If you repeated this study of collecting NSCC students’ pulse rates to determine if they differ from the national average:
Could your conclusions change? Why?
My conclusions could definitely change because I’d be collecting the pulse rate of different students than before. I may collect more or less pulse rates in my study, maybe I wouldn’t be able to find enough people in a deadline. Methods of the study could change, this method had people report their own data and it could be inaccurate. If I were to have a nurse take and record the pulses of students myself it may be more accurate. These are all factors that could influence my conclusions.
What assumptions did you rely on in using these methods?
If I repeat this study using the same method, I’d be assuming that students can properly take their own pulse rates and are inputting accurate data, which is commonly not the case. Perhaps if I were to have someone like a nurse take and record the pulses of students for data, I’d be assuming that they are a good nurse and are accurate. But again, this may not be the case and could cause results to be inaccurate.

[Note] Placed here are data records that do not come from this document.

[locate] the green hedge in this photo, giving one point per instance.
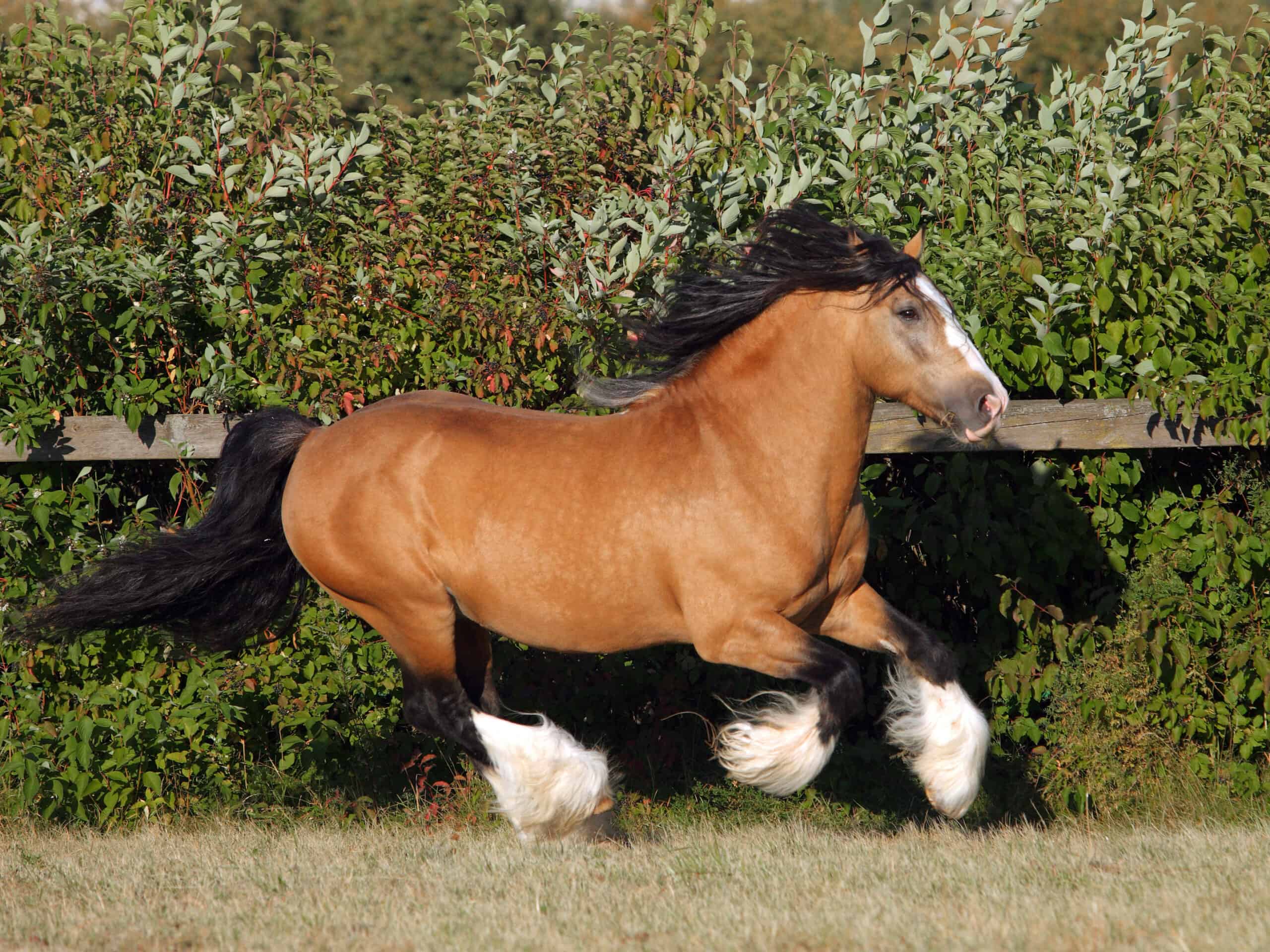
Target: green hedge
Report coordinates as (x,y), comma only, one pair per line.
(180,238)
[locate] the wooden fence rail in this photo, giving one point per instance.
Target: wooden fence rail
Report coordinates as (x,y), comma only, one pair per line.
(1029,424)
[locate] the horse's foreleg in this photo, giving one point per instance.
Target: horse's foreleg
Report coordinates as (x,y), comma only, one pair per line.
(474,662)
(930,715)
(781,747)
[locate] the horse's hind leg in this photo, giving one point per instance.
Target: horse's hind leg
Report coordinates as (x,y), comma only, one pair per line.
(783,747)
(547,783)
(930,715)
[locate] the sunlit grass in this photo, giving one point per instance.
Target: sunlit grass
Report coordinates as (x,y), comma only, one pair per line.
(704,884)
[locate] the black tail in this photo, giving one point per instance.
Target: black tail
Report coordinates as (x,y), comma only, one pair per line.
(219,583)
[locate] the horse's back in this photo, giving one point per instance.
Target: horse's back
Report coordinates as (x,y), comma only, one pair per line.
(513,512)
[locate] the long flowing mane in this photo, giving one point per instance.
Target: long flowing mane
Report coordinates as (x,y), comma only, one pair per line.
(795,249)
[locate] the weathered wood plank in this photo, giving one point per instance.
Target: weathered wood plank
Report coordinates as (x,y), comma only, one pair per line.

Are there any limitations, flaws, questions, or concerns you have with the analysis done in this project?
I don’t have any concerns, but I do find it interesting how most of the participants in this study have either a pulse rate within the 80s or above pulse rate or 60s and below. There are not many participants who have pulse rates within the 70s. This would explain the large p-value.